Si la eficacia de estas medidas disminuye, el FMI contempla que otras medidas no convencionales sean adoptadas, incluso si éstas comprendieran "riesgos mayores". "Los bancos centrales podrían intentar empujar sus tasas hacia los territorios negativos y algunos ya han dado pequeños pasos en esa dirección", asegura la institución en su informe.
Una tasa de depósito negativa equivale a hacer pagar a las instituciones financieras por colocar su liquidez en los bancos centrales, en vez de utilizarla para prestar dinero a los hogares o a las empresas. "Los obstáculos en la implementación de esta medida, sin embargo, son importantes", admite el FMI, precisando que el funcionamiento del mercado interbancario podría verse "deteriorado".
A principios de mayo, un miembro del consejo de gobernadores del Banco Central Europeo (BCE), Ewald Nowotny, indicó que la adopción de tasas negativas era una "opción", aunque matizó que no era pertinente "en el futuro cercano".
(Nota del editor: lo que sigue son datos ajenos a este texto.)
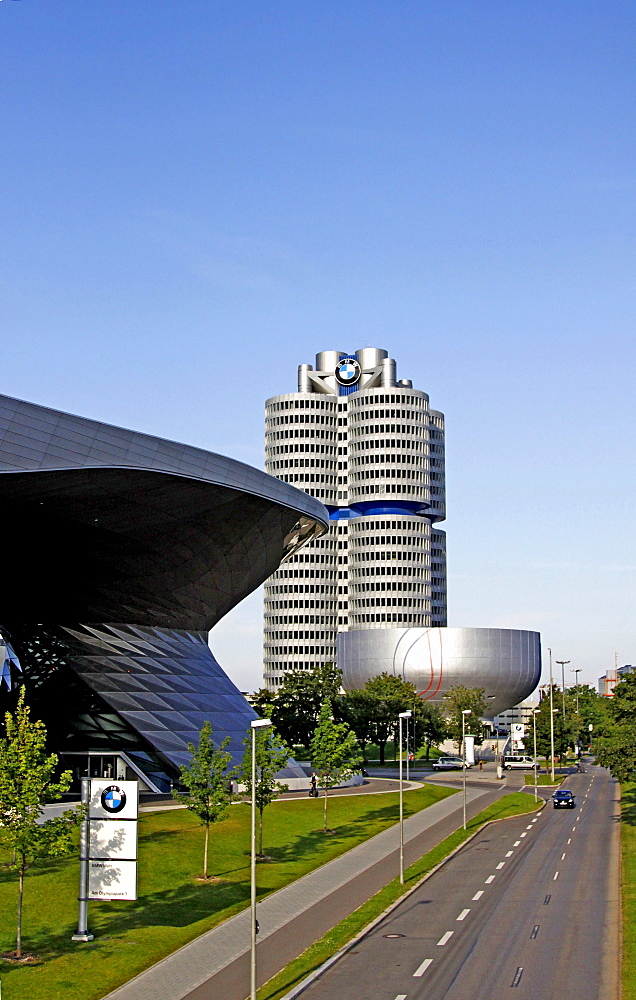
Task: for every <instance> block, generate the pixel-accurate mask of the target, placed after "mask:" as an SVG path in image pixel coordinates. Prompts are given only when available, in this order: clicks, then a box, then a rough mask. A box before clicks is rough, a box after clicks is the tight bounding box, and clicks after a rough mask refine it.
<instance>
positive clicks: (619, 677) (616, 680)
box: [598, 663, 636, 698]
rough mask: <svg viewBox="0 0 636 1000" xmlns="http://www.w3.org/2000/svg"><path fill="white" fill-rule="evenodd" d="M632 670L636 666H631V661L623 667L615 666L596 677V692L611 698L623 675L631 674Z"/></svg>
mask: <svg viewBox="0 0 636 1000" xmlns="http://www.w3.org/2000/svg"><path fill="white" fill-rule="evenodd" d="M634 670H636V666H633V665H632V664H631V663H626V664H625V666H623V667H615V668H614V669H612V670H608V671H606V673H604V674H603V676H602V677H599V679H598V693H599V694H600V695H602V696H603V697H604V698H613V697H614V688H615V687H616V685H617V684H618V682H619V681H620V680H621V678H622V677H623V675H624V674H631V673H633V672H634Z"/></svg>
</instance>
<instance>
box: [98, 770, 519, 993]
mask: <svg viewBox="0 0 636 1000" xmlns="http://www.w3.org/2000/svg"><path fill="white" fill-rule="evenodd" d="M506 791H507V789H506V787H505V786H503V787H502V786H501V785H500V786H499V787H497V788H494V789H486V788H483V789H482V788H468V789H467V794H466V799H467V814H468V817H469V818H470V817H472V816H474V815H476V814H477V813H478V812H480V811H481V810H482V809H484V808H486V807H487V806H488V805H490V804H491V803H492V802H494V801H495V800H496V799H497V798H499V797H500V796H501V795H502V794H504V793H505V792H506ZM461 813H462V796H461V794H460V795H452V796H449V797H448V798H446V799H442V801H440V802H436V803H434V804H433V805H431V806H429V807H428V808H427V809H423V810H421V811H420V812H419V813H416V814H415V815H414V816H410V817H409V818H408V819H406V820H405V821H404V863H405V866H408V865H410V864H413V862H414V861H416V860H417V859H418V858H419V857H421V856H422V854H425V853H426V852H427V851H429V850H431V849H432V848H433V847H435V846H436V845H437V844H438V843H440V842H441V841H442V840H444V838H445V837H447V836H449V834H451V833H452V832H453V831H454V830H456V829H457V827H458V826H459V825H460V823H461ZM398 857H399V825H398V824H395V825H394V826H392V827H389V828H388V829H387V830H384V831H383V832H382V833H379V834H377V835H376V836H375V837H372V838H371V839H370V840H367V841H365V843H363V844H360V845H358V847H354V848H352V850H350V851H348V852H347V853H346V854H343V855H341V856H340V857H338V858H335V859H334V860H333V861H330V862H328V863H327V864H325V865H322V866H321V867H320V868H317V869H315V870H314V871H312V872H309V873H308V874H307V875H304V876H303V877H302V878H299V879H297V880H296V881H295V882H292V883H290V885H288V886H285V888H283V889H279V890H278V891H277V892H274V893H271V895H269V896H267V897H265V898H264V899H263V900H262V901H261V902H259V904H258V908H257V917H258V921H259V925H260V933H259V939H258V948H257V965H258V982H259V985H261V984H262V983H264V982H266V981H267V980H269V979H271V977H272V976H274V975H275V974H276V973H277V972H279V971H280V970H281V969H283V968H284V967H285V966H286V965H287V964H288V963H289V962H290V961H292V960H293V959H294V958H296V957H297V956H298V955H300V954H301V953H302V952H303V951H304V950H305V949H306V948H308V947H309V945H311V944H313V942H314V941H317V940H319V939H320V938H321V937H322V936H323V934H325V933H326V932H327V931H328V930H330V929H331V928H332V927H334V926H335V925H336V924H338V923H339V922H340V921H341V920H343V919H344V918H345V917H346V916H348V915H349V914H350V913H352V912H353V911H354V910H356V909H357V908H358V907H359V906H360V905H361V904H362V903H363V902H365V901H366V900H367V899H369V898H370V897H371V896H372V895H374V893H376V892H377V891H378V890H379V889H381V888H382V887H383V886H384V885H386V884H387V883H388V882H390V881H391V880H392V879H393V878H395V876H396V875H397V873H398V870H399V869H398V864H399V862H398ZM249 960H250V912H249V909H247V910H243V911H242V912H241V913H239V914H237V915H236V916H234V917H231V918H230V919H229V920H226V921H225V922H224V923H222V924H219V925H218V926H217V927H214V928H212V930H210V931H207V932H206V933H205V934H202V935H201V936H200V937H198V938H195V940H194V941H191V942H190V943H189V944H187V945H184V947H182V948H180V949H178V950H177V951H175V952H173V953H172V954H171V955H168V956H167V957H166V958H164V959H162V960H161V961H160V962H157V963H156V964H155V965H153V966H151V967H150V968H149V969H147V970H146V971H145V972H142V973H140V974H139V975H138V976H136V977H135V978H134V979H131V980H130V981H129V982H128V983H125V984H124V985H123V986H120V987H118V988H117V989H116V990H114V991H113V992H111V993H109V994H108V996H107V997H106V998H105V1000H186V998H187V1000H218V998H219V997H223V1000H245V997H247V996H248V995H249Z"/></svg>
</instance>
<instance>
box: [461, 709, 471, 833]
mask: <svg viewBox="0 0 636 1000" xmlns="http://www.w3.org/2000/svg"><path fill="white" fill-rule="evenodd" d="M467 715H470V709H469V708H465V709H463V711H462V776H463V779H464V780H463V796H464V830H465V829H466V716H467Z"/></svg>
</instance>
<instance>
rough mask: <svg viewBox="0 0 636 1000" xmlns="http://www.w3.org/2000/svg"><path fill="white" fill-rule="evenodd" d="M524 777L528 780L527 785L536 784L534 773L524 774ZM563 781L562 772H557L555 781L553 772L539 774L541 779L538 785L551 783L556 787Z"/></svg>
mask: <svg viewBox="0 0 636 1000" xmlns="http://www.w3.org/2000/svg"><path fill="white" fill-rule="evenodd" d="M524 777H525V780H526V785H534V775H533V774H526V775H524ZM562 781H563V775H562V774H555V776H554V781H552V775H551V774H540V775H539V780H538V781H537V784H538V785H551V786H552V788H556V786H557V785H560V784H561V782H562Z"/></svg>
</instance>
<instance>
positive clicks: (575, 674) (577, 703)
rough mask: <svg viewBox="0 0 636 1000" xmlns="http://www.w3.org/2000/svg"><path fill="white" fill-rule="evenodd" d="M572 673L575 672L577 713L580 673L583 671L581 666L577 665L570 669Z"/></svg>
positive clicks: (578, 713)
mask: <svg viewBox="0 0 636 1000" xmlns="http://www.w3.org/2000/svg"><path fill="white" fill-rule="evenodd" d="M570 673H571V674H574V684H575V686H576V714H577V715H578V714H579V674H580V673H581V668H580V667H576V668H575V669H574V670H570Z"/></svg>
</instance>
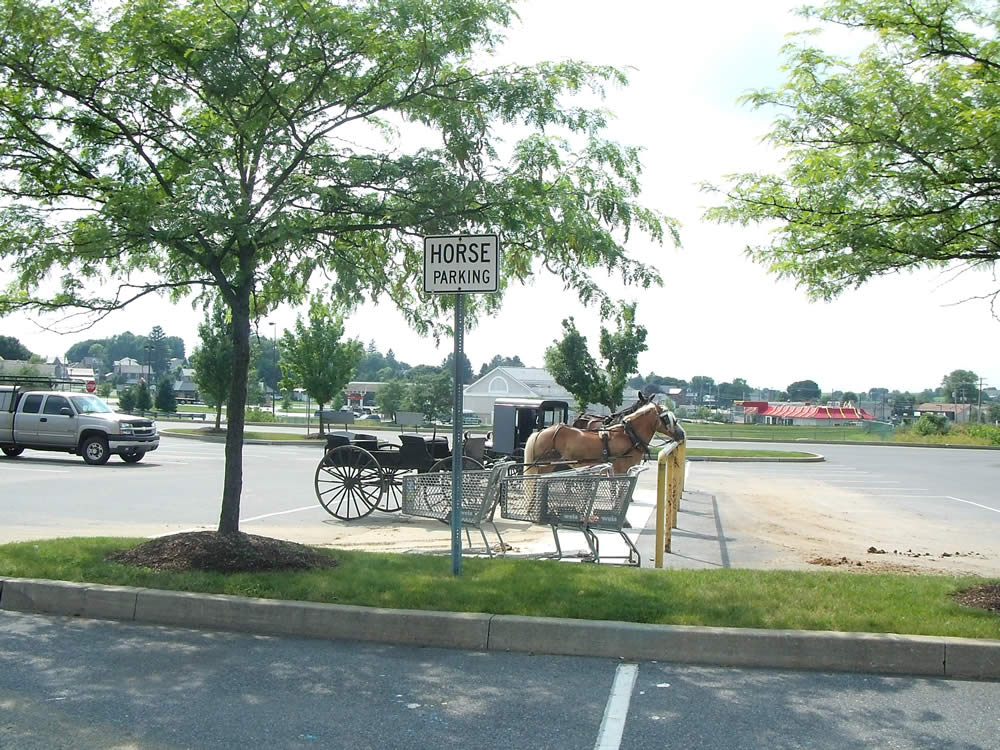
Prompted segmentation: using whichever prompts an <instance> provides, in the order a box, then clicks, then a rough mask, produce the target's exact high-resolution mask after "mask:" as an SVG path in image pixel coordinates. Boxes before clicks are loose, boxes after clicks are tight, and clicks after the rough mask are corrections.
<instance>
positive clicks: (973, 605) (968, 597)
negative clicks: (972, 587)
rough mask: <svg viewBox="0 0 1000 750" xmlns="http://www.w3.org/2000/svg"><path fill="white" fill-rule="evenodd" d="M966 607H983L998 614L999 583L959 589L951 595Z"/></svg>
mask: <svg viewBox="0 0 1000 750" xmlns="http://www.w3.org/2000/svg"><path fill="white" fill-rule="evenodd" d="M952 598H953V599H954V600H955V601H956V602H958V603H959V604H963V605H965V606H966V607H975V608H977V609H985V610H986V611H987V612H993V613H995V614H998V615H1000V583H986V584H983V585H982V586H975V587H973V588H971V589H966V590H965V591H959V592H958V593H957V594H955V595H954V596H953V597H952Z"/></svg>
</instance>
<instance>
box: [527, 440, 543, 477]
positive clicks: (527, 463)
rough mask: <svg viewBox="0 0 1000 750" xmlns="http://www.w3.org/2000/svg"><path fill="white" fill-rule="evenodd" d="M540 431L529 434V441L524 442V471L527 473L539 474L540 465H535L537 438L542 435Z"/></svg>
mask: <svg viewBox="0 0 1000 750" xmlns="http://www.w3.org/2000/svg"><path fill="white" fill-rule="evenodd" d="M540 434H541V433H540V432H533V433H531V434H530V435H529V436H528V440H527V442H525V444H524V473H525V474H537V473H538V467H537V466H535V440H536V439H537V438H538V436H539V435H540Z"/></svg>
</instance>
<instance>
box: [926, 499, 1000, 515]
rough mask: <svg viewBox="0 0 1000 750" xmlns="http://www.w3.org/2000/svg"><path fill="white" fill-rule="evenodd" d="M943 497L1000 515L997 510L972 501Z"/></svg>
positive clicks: (968, 500)
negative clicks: (972, 505) (997, 513)
mask: <svg viewBox="0 0 1000 750" xmlns="http://www.w3.org/2000/svg"><path fill="white" fill-rule="evenodd" d="M941 497H946V498H948V499H949V500H954V501H955V502H957V503H965V504H966V505H975V506H976V507H977V508H982V509H983V510H992V511H993V512H994V513H1000V510H998V509H997V508H991V507H990V506H988V505H980V504H979V503H974V502H972V501H971V500H963V499H962V498H960V497H952V496H951V495H942V496H941Z"/></svg>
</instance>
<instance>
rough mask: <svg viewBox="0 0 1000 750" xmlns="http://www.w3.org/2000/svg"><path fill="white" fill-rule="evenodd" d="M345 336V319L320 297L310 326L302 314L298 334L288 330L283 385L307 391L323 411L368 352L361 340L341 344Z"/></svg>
mask: <svg viewBox="0 0 1000 750" xmlns="http://www.w3.org/2000/svg"><path fill="white" fill-rule="evenodd" d="M343 335H344V320H343V318H342V317H341V316H340V315H338V314H336V313H335V312H334V311H333V308H332V307H331V306H330V305H328V304H326V303H325V302H323V299H322V298H321V297H320V296H319V295H316V296H314V297H313V298H312V302H311V303H310V305H309V321H308V325H307V324H306V323H305V322H303V320H302V316H301V315H300V316H298V317H297V318H296V320H295V332H294V333H293V332H291V331H288V330H287V329H286V330H285V332H284V334H283V335H282V337H281V371H282V373H283V375H284V378H283V383H286V384H288V383H294V384H295V385H301V386H302V387H303V388H305V389H306V392H307V393H308V394H309V395H310V396H312V397H313V398H314V399H315V400H316V404H317V405H318V406H319V409H320V411H322V410H323V406H324V405H325V404H328V403H330V400H331V399H332V398H333V397H334V396H337V395H338V394H339V393H340V392H341V391H343V390H344V386H345V385H347V382H348V381H349V380H350V379H351V376H352V375H353V374H354V372H355V369H356V368H357V365H358V362H359V361H360V360H361V355H362V354H363V353H364V346H363V345H362V344H361V342H360V341H358V340H357V339H348V340H347V341H344V342H341V340H340V338H341V336H343ZM322 432H323V421H322V420H320V433H322Z"/></svg>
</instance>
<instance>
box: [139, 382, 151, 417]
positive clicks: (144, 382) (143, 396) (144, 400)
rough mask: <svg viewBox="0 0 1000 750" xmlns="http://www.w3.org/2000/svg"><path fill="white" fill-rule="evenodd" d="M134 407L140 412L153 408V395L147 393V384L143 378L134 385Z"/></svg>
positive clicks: (145, 410)
mask: <svg viewBox="0 0 1000 750" xmlns="http://www.w3.org/2000/svg"><path fill="white" fill-rule="evenodd" d="M135 408H136V409H138V410H139V411H140V412H147V411H150V410H151V409H152V408H153V397H152V396H151V395H150V393H149V384H147V383H146V381H145V380H140V381H139V384H138V385H137V386H135Z"/></svg>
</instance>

El presidente del BCE, Mario Draghi, había asegurado que esa institución estaba "lista en el plano técnico" para instaurar este tipo de medidas. Actualmente la tasa de depósito interbancario del BCE está fijada en el 0%.
Según el informe del FMI, los grandes bancos centrales podrían también diversificar la recompra de activos, que consiste actualmente en tenencias de deuda pública, adquiriendo bonos de bancos o de empresas, o incluso de bienes inmobiliarios.